Аид сказал нам, что таким начальством здесь был генерал Грегори. Чудовищно неправильное управление войсками почти довело Стирлинга до слез. Мы взяли нашего друга к себе в машину и разыскали его генерала, которому одолжили машину, чтобы его подчиненный срочно передал приказ кавалерии. Посыльный помчался также к артиллерии на конной тяге, которая открыла огонь как раз в тот момент, когда последний луч солнца поднялся по горе до ее вершины и скрылся в облаках. Турки были вынуждены отойти назад, и с наступлением ночи мы узнали о разгроме противника. Он побросал орудия, весь транспорт и все запасы и устремился вверх по седловине к двум вершинам Маньи, чтобы уйти на местность, которая, по распускавшимся арабами слухам, была пуста.
Однако на этой земле был Ауда, и в эту ночь своей последней битвы старик убивал и убивал, грабил и захватывал в плен до самого рассвета. Так погибла Четвертая армия, которая была для нас камнем преткновения целых два года.
Счастливая решительность Грегори ободрила нас, и мы поспешили увидеться с Насиром. Мы поехали к Кисве, где договорились встретиться с ним до полуночи. Вслед за нами туда же стали подходить индийские отряды. Мы присмотрели себе укромное место, но уже и там были солдаты, их были тысячи повсюду.
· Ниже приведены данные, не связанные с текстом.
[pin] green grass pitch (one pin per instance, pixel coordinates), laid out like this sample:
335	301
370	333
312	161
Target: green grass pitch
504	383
Беспрестанное движение и противотоки такого множества толпившихся людей постоянно выводили на улицу и меня. По ночам цвет моей кожи не был виден, я мог ходить где угодно, как праздный неузнанный араб, и сам факт моего присутствия среди них, но вместе с тем и отстраненность от них, делал меня каким-то странно одиноким. Наши солдаты из боевого расчета броневика были мне близки, так как, во-первых, их было мало, а во-вторых, они были моими постоянными товарищами в течение долгого времени, да и сами они, оставаясь долгие месяцы не защищенными от палящего солнца и жестокого ветра, изрядно намучились. В этом непривычном сборище солдат – британцев, австралийцев и индусов – они становились такими же неловкими и робкими, как и я сам, отличаясь только неопрятностью, потому что приходилось неделями не снимать с себя одежду, которая, пропитываясь потом, принимала жесткие формы и становилась скорее некой оболочкой, нежели одеждой в полном смысле этого слова.
Но эти были настоящими солдатами, и это было новизной после двух лет жизни среди нерегулярных сил арабского движения. И я заново осознал, как единая военная форма делает толпу консолидированной, придает ей чувство собственного достоинства, вырабатывая у солдат целеустремленность, подтянутость, прямую осанку мужчины. Эта ливрея смерти, отгораживающая тех, кто ее носит, от обыкновенной жизни, была знаком того, что они продали свои способности и тела государству и законтрактовались на службу менее унизительную по той единственной причине, что ее начало было добровольным. Некоторые из них подчинились инстинктивному желанию быть неподсудными закону, другие – просто голодными, третьи жаждали возможности очаровывать женщин или предполагаемого приятного колорита воинской жизни, но удовлетворение получали только те из них, кто увидел, что деградирует, потому что для мирного взгляда они были ниже остальной массы людей. Только женщины, одержимые вожделением, прельщались такой броской одеждой да солдатскими карманными деньгами, так непохожими на те, которые рабочий зарабатывает на жизнь и которые гораздо более соблазнительно потратить на выпивку и забыть про них.
Осужденные преступники несут бремя жестокости. Рабы могли бы стать свободными, если бы к этому стремились. Тело же солдата принадлежит его хозяину все двадцать четыре часа в сутки, и тот один направляет ход его мыслей и пристрастий. Осужденный имеет право ненавидеть закон, ограничивший его свободу и отделивший его от всего человечества за склонность к ненависти, но угрюмый солдат – плохой солдат, да фактически и вовсе не солдат. Его эмоции ему не принадлежали.
Странная власть войны, возводящая в степень нашего долга самоунижение! Эти австралийцы, бесцеремонно задевавшие меня плечом в грубой возне, вызвали у половины цивилизации отвращение. Они доминировали над всеми в этот вечер, слишком самоуверенные, чтобы быть тактичными, и все же я чувствовал за всем этим незначительность характера, пустоту, инстинктивность поведения, но и готовность к серьезным действиям, которую можно сравнить с беспокоящей гибкостью сабель, наполовину вынутых из ножен. С беспокоящей, но не угрожающей.